Monday, January 12, 2015

Book Review - The Secret History of the Mongol Queens




In my opinion, the author deserves even more credit for this book than "Genghis Khan and the Making of the Modern World", simply because historians tend to play down women's contribution to shaping the world in official records. His mere efforts to glue together a chunk of Mongolian history related to women from bits and pieces he uncovered during research deserve commendation. By presenting such important historical facts, he gives readers better insight into Genghis Khan's philosophy about maintaining the correct balance between male and female in the organization of life based on the religion of Mother Earth and the Eternal Blue Sky.

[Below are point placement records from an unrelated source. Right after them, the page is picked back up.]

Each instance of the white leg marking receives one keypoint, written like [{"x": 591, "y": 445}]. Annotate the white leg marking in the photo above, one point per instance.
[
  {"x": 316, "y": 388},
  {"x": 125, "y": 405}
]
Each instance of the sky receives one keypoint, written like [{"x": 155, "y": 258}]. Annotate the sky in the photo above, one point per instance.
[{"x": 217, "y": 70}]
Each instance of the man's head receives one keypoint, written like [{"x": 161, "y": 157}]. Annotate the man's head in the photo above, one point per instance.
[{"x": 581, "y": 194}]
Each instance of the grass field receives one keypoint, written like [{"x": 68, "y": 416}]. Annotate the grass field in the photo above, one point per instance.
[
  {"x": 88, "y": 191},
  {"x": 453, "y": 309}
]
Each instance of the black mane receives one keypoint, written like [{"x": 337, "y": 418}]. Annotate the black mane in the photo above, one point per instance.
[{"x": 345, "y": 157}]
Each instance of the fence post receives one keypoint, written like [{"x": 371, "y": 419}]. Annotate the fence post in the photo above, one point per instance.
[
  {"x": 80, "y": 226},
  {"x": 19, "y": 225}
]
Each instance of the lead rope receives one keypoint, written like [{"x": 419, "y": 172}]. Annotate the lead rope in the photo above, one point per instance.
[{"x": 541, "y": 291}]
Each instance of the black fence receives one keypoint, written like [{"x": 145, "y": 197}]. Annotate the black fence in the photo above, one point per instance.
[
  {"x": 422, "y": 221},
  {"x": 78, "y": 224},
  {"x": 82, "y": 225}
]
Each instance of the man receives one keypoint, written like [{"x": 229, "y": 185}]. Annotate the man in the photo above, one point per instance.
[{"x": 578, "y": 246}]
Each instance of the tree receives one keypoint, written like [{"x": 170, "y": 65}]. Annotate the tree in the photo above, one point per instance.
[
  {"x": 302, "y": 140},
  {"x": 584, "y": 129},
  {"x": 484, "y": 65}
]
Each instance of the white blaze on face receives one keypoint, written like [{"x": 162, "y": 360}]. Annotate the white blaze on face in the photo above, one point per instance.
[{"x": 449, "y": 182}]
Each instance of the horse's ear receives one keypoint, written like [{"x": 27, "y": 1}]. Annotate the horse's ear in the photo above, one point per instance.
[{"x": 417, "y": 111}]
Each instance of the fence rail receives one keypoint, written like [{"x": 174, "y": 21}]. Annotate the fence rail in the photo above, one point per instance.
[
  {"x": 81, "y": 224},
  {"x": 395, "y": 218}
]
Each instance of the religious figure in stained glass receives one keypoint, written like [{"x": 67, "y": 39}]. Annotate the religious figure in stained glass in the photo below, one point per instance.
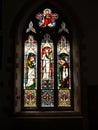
[
  {"x": 63, "y": 63},
  {"x": 47, "y": 72},
  {"x": 47, "y": 18},
  {"x": 30, "y": 63}
]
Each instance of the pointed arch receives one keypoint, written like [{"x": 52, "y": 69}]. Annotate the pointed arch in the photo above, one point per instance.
[{"x": 18, "y": 40}]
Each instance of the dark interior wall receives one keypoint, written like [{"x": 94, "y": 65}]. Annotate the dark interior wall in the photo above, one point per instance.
[{"x": 86, "y": 13}]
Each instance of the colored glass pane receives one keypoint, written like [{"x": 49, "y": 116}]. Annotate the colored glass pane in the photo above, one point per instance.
[
  {"x": 30, "y": 64},
  {"x": 47, "y": 98},
  {"x": 29, "y": 98},
  {"x": 64, "y": 98}
]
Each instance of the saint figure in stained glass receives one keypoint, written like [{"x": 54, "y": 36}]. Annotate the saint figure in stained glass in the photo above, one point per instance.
[
  {"x": 47, "y": 18},
  {"x": 30, "y": 63}
]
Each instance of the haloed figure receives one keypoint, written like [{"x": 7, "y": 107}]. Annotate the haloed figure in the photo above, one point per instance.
[
  {"x": 63, "y": 72},
  {"x": 31, "y": 70},
  {"x": 46, "y": 65}
]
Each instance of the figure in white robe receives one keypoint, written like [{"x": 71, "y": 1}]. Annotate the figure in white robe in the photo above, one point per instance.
[{"x": 46, "y": 63}]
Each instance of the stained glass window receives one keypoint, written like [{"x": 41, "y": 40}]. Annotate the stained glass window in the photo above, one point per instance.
[
  {"x": 47, "y": 72},
  {"x": 63, "y": 72},
  {"x": 30, "y": 72},
  {"x": 47, "y": 62}
]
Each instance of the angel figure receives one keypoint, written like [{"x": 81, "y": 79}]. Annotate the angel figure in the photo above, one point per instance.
[{"x": 47, "y": 18}]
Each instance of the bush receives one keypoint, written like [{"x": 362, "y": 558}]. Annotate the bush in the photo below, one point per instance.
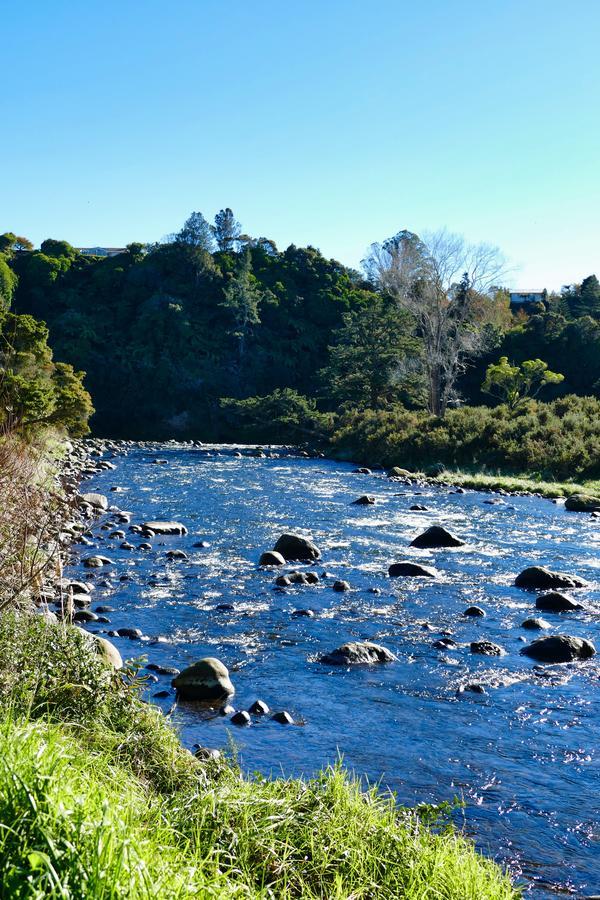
[{"x": 558, "y": 440}]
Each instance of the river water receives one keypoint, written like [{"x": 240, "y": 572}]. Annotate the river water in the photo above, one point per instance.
[{"x": 524, "y": 756}]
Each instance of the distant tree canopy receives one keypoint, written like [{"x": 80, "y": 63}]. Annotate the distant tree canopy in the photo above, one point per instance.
[
  {"x": 166, "y": 331},
  {"x": 34, "y": 390}
]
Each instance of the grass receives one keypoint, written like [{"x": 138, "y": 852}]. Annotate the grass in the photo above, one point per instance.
[
  {"x": 481, "y": 481},
  {"x": 99, "y": 799}
]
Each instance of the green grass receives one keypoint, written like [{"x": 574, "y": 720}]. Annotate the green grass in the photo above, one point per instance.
[
  {"x": 98, "y": 799},
  {"x": 481, "y": 481}
]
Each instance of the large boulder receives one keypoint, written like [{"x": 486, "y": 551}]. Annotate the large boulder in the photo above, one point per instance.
[
  {"x": 397, "y": 472},
  {"x": 271, "y": 558},
  {"x": 96, "y": 562},
  {"x": 559, "y": 648},
  {"x": 411, "y": 570},
  {"x": 296, "y": 547},
  {"x": 582, "y": 503},
  {"x": 437, "y": 536},
  {"x": 108, "y": 652},
  {"x": 487, "y": 648},
  {"x": 98, "y": 501},
  {"x": 358, "y": 653},
  {"x": 554, "y": 601},
  {"x": 206, "y": 680},
  {"x": 542, "y": 579},
  {"x": 164, "y": 527}
]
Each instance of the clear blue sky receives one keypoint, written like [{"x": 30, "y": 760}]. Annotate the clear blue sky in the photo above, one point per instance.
[{"x": 325, "y": 122}]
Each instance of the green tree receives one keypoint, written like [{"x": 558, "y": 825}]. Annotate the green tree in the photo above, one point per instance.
[
  {"x": 226, "y": 230},
  {"x": 513, "y": 385},
  {"x": 374, "y": 359},
  {"x": 197, "y": 233},
  {"x": 242, "y": 300}
]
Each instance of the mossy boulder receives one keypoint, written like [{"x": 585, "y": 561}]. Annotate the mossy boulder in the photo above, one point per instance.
[
  {"x": 206, "y": 680},
  {"x": 559, "y": 648},
  {"x": 296, "y": 547}
]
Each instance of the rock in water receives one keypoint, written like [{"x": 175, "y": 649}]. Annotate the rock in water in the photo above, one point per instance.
[
  {"x": 411, "y": 570},
  {"x": 559, "y": 648},
  {"x": 487, "y": 648},
  {"x": 296, "y": 547},
  {"x": 98, "y": 501},
  {"x": 437, "y": 536},
  {"x": 108, "y": 652},
  {"x": 96, "y": 562},
  {"x": 582, "y": 503},
  {"x": 554, "y": 601},
  {"x": 535, "y": 624},
  {"x": 164, "y": 527},
  {"x": 541, "y": 578},
  {"x": 206, "y": 680},
  {"x": 271, "y": 558},
  {"x": 356, "y": 653}
]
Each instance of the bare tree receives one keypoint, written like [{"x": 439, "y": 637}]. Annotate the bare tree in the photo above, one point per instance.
[{"x": 443, "y": 281}]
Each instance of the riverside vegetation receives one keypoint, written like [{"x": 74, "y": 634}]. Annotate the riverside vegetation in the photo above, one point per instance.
[{"x": 98, "y": 798}]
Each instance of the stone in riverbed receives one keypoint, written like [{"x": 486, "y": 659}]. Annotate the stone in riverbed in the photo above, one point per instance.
[
  {"x": 554, "y": 601},
  {"x": 241, "y": 718},
  {"x": 487, "y": 648},
  {"x": 296, "y": 547},
  {"x": 97, "y": 501},
  {"x": 165, "y": 527},
  {"x": 356, "y": 653},
  {"x": 271, "y": 558},
  {"x": 341, "y": 586},
  {"x": 559, "y": 648},
  {"x": 96, "y": 562},
  {"x": 176, "y": 554},
  {"x": 437, "y": 536},
  {"x": 540, "y": 578},
  {"x": 582, "y": 503},
  {"x": 535, "y": 624},
  {"x": 411, "y": 570},
  {"x": 206, "y": 680}
]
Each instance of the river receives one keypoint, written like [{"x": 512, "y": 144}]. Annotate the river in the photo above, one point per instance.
[{"x": 524, "y": 756}]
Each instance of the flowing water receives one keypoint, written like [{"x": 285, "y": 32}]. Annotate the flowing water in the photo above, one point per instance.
[{"x": 524, "y": 756}]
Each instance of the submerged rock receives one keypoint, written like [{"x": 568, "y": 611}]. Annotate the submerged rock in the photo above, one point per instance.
[
  {"x": 559, "y": 648},
  {"x": 533, "y": 624},
  {"x": 487, "y": 648},
  {"x": 356, "y": 653},
  {"x": 271, "y": 558},
  {"x": 206, "y": 680},
  {"x": 437, "y": 536},
  {"x": 96, "y": 562},
  {"x": 541, "y": 578},
  {"x": 411, "y": 570},
  {"x": 283, "y": 718},
  {"x": 341, "y": 586},
  {"x": 164, "y": 527},
  {"x": 295, "y": 547},
  {"x": 582, "y": 503},
  {"x": 554, "y": 601}
]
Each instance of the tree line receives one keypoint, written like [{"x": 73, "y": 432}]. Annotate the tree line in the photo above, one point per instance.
[{"x": 190, "y": 336}]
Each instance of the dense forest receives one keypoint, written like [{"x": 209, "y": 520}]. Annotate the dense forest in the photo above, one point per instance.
[{"x": 213, "y": 334}]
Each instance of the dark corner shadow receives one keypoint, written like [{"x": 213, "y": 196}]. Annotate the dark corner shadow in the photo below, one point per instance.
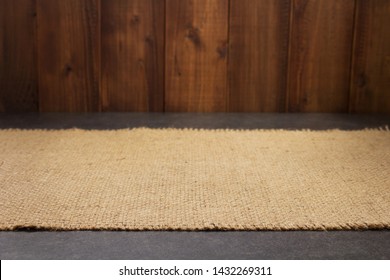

The accounts of life events and political marriages of Genghis Khan's daughters like Alaqai, Al-Altun, Tolai and Tumelun are fascinating, as is the story related to Khutulun (the great great granddaughter of Genghis Khan), the All White Princess who fought like a man alongside her father and who never lost a single wrestling match. Even more gripping is the drama of the gritty circumstances that Queen Manduhai the Wise (a descendant from Genghis Khan's lineage) had to face when she tried to keep a Borijin male heir alive and healthy in order to put him on the throne in a desperate attempt to hold the crumbling Mongol Empire together, and of how she succeeded.

I was amazed to learn in the Epilogue that the Moghul emperor Shah Jahan who built the Taj Mahal was a distant heir of Genghis Khan and Borte, and that the Taj Mahal was designed to resemble a Mongolian "ger" (tent). Another surprise is that the story of the Mongolian princess Khutulun had inspired Francois Petis de la Croix to write a fable with the character "Turandot", which in turn inspired Giacomo Puccini's opera "Turandot" and Friedrich von Schiller's German play "Turandot, Prinzessin von China"!

Weatherford's dramatic narrative makes this book another engrossing read after "Genghis Khan and the Making of the Modern World".